In this lab you’ll build a key/value storage system that “shards,” or partitions, the keys over a set of replica groups. A shard is a subset of the key/value pairs; for example, all the keys starting with “a” might be one shard, all the keys starting with “b” another, etc. The reason for sharding is performance. Each replica group handles puts and gets for just a few of the shards, and the groups operate in parallel; thus total system throughput (puts and gets per unit time) increases in proportion to the number of groups.

Your sharded key/value store will have two main components. First, a set of replica groups. Each replica group is responsible for a subset of the shards. A replica consists of a handful of servers that use Raft to replicate the group’s shards. The second component is the “shard master”. The shard master decides which replica group should serve each shard; this information is called the configuration. The configuration changes over time. Clients consult the shard master in order to find the replica group for a key, and replica groups consult the master in order to find out what shards to serve. There is a single shard master for the whole system, implemented as a fault-tolerant service using Raft.

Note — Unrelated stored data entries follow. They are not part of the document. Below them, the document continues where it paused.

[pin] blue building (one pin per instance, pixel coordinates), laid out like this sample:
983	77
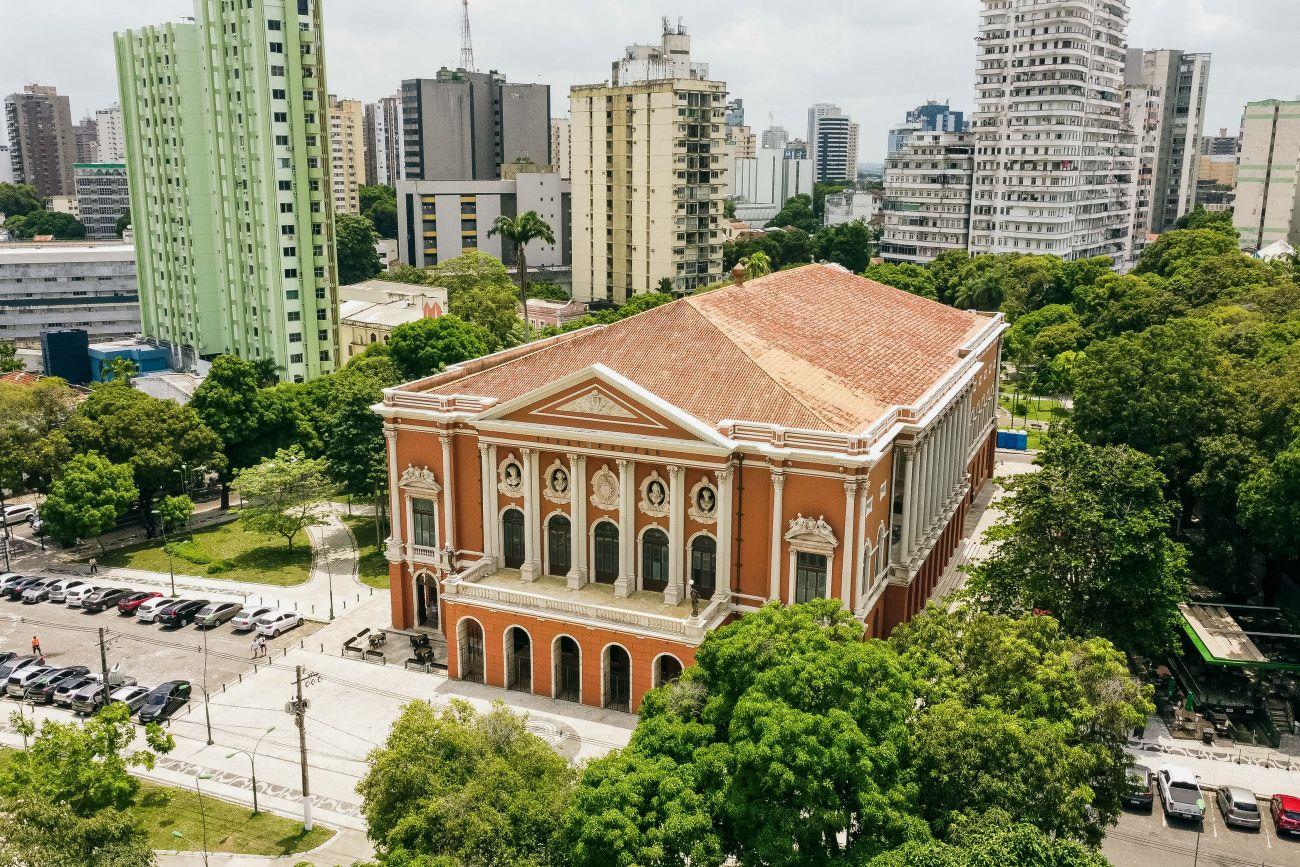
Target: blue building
148	359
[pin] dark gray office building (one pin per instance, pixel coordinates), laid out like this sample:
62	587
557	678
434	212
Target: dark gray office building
464	126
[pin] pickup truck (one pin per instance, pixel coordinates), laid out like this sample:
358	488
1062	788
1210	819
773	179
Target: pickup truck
1179	793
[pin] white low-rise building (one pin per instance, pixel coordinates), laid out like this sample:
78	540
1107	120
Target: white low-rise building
55	285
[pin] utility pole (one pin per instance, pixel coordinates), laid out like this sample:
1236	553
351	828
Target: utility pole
103	664
298	709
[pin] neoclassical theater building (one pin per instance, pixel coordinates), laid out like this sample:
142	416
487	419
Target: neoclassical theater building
576	514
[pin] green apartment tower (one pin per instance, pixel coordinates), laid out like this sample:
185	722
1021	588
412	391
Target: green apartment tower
226	122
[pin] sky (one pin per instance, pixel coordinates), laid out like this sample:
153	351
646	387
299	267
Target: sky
874	57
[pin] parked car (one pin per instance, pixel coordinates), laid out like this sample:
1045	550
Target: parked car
35	592
14	590
1286	814
20	680
247	616
17	514
1238	806
104	598
59	589
65	690
42	689
14	666
165	699
1179	793
90	698
277	623
148	610
1142	788
77	595
215	614
181	612
130	603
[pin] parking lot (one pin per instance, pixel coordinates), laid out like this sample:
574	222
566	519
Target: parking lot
150	653
1144	839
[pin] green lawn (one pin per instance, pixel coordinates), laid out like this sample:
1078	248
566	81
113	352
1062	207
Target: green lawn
372	568
232	827
256	558
1040	408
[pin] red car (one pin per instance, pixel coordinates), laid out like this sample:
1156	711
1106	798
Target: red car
1286	813
130	603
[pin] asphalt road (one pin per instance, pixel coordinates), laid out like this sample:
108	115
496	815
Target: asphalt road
1142	840
150	653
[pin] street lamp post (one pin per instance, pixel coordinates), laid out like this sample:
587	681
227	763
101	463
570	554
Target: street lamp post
170	568
203	819
207	715
252	764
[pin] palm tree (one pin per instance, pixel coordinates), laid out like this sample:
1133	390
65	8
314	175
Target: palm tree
520	230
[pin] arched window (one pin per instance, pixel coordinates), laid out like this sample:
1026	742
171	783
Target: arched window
512	537
519	660
606	553
666	670
558	545
618	679
654	560
703	566
469	641
568	670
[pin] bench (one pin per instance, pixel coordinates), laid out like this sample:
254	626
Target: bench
352	646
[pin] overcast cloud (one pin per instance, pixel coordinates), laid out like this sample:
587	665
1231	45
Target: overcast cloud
874	57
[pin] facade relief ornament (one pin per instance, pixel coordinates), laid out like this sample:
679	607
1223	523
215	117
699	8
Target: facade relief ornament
811	534
420	478
654	495
703	502
605	489
558	485
510	477
594	403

A sharded storage system must be able to shift shards among replica groups. One reason is that some groups may become more loaded than others, so that shards need to be moved to balance the load. Another reason is that replica groups may join and leave the system: new replica groups may be added to increase capacity, or existing replica groups may be taken offline for repair or retirement.

The main challenge in this lab will be handling reconfiguration – changes in the assignment of shards to groups. Within a single replica group, all group members must agree on when a reconfiguration occurs relative to client Put/Append/Get requests. For example, a Put may arrive at about the same time as a reconfiguration that causes the replica group to stop being responsible for the shard holding the Put’s key. All replicas in the group must agree on whether the Put occurred before or after the reconfiguration. If before, the Put should take effect and the new owner of the shard will see its effect; if after, the Put won’t take effect and client must re-try at the new owner. The recommended approach is to have each replica group use Raft to log not just the sequence of Puts, Appends, and Gets but also the sequence of reconfigurations. You will need to ensure that at most one replica group is serving requests for each shard at any one time.

Reconfiguration also requires interaction among the replica groups. For example, in configuration 10 group G1 may be responsible for shard S1. In configuration 11, group G2 may be responsible for shard S1. During the reconfiguration from 10 to 11, G1 and G2 must use RPC to move the contents of shard S1 (the key/value pairs) from G1 to G2.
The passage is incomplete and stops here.